Donald Trump Tarif Impor
Trump Patok Tarif 19 Persen Presiden AS Donald Trump resmi menetapkan tarif 19 % atas barang impor dari Indonesia, sebagai bagian dari kesepakatan baru yang ditandatangani pada 15 Juli 2025. Tarif ini menurun dari ancaman sebelumnya sebesar 32 %, dan berlaku mulai petikan 1 Agustus mendatang.
Sebagai imbal balik, Indonesia setuju untuk membeli dari Amerika Serikat:
- US$ 15 miliar energi,
- US$ 4,5 miliar produk pertanian,
- 50 jet Boeing (termasuk banyak seri 777)
🔍 Rincian Persetujuan
- 19 % tarif impor AS untuk semua produk Indonesia.
- Tarif 0 % untuk produk Amerika ke pasar Indonesia — tanpa hambatan tarif/non-tarif
- Tujuan utama AS: memperkecil defisit perdagangan dan meningkatkan ekspor energi serta manufaktur .

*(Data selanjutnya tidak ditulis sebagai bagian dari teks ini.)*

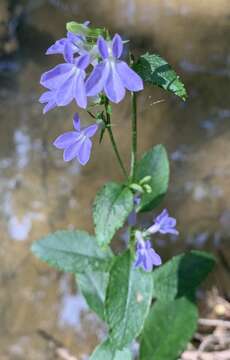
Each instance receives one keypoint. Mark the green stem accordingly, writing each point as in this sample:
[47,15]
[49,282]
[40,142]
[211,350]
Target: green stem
[134,135]
[108,127]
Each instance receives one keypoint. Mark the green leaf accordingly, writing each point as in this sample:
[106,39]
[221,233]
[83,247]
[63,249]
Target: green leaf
[156,71]
[168,329]
[113,204]
[181,275]
[72,251]
[106,352]
[93,287]
[154,163]
[78,28]
[128,299]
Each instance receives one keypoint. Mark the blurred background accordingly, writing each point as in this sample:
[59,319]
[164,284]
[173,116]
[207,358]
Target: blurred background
[39,193]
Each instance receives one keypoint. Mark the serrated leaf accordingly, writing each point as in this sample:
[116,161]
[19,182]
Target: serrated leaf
[128,299]
[113,204]
[168,329]
[72,251]
[156,71]
[105,351]
[93,287]
[181,275]
[154,163]
[77,28]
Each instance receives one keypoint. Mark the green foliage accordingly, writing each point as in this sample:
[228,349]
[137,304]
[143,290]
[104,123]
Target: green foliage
[106,352]
[113,204]
[167,330]
[154,163]
[156,71]
[128,299]
[93,287]
[72,251]
[181,275]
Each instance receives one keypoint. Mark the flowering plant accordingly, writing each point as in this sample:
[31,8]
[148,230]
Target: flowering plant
[134,301]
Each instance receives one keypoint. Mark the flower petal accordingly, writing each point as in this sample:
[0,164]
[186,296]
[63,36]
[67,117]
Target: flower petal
[102,47]
[114,87]
[66,139]
[65,93]
[85,151]
[79,90]
[90,130]
[55,77]
[45,97]
[156,259]
[130,79]
[57,47]
[72,151]
[76,122]
[51,105]
[96,80]
[117,46]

- Kesepakatan ini sejalan dengan strategi tarif AS terhadap negara seperti Vietnam dan Inggris .
📈 Dampak & Implikasi
Untuk Indonesia:
- Penerimaan tarif dari ekspor berpotensi menurun, namun risiko kenaikan inflasi akibat produk impor lebih murah dari AS.
- Komitmen pembelian energi dan pertanian bisa menjadi stimulus terhadap sektor domestik .
Untuk AS & Konsumen Global:
- Konsumen Amerika kemungkinan menanggung beban tarif yang “dibayar” oleh eksportir—dalam hal ini biaya tambahan pada harga barang impor .
- Eropa tengah merencanakan sanksi balasan setelah AS mengumumkan langkah-langkah tarif serupa .
🗓️ Jadwal & Proyeksi
- Tarif berlaku efektif 1 Agustus 2025, bersamaan dengan rencana penerapan tarif serupa secara global .
- Evaluasi jangka panjang diperkirakan akan memengaruhi nilai tukar, inflasi, dan hubungan Indonesia-AS dalam jangka menengah.
Donald Trump Tarif Impor ini menawarkan trade-off strategis: Indonesia menghindari tarif tinggi 32 %, di sisi lain berkomitmen membeli produk AS besar-besaran. Sementara AS mendapatkan penurunan defisit perdagangan dan sokongan sektor energi, Indonesia perlu bersiap mengantisipasi dampak ekonomi seperti perubahan harga dan persaingan produk AS di pasar lokal.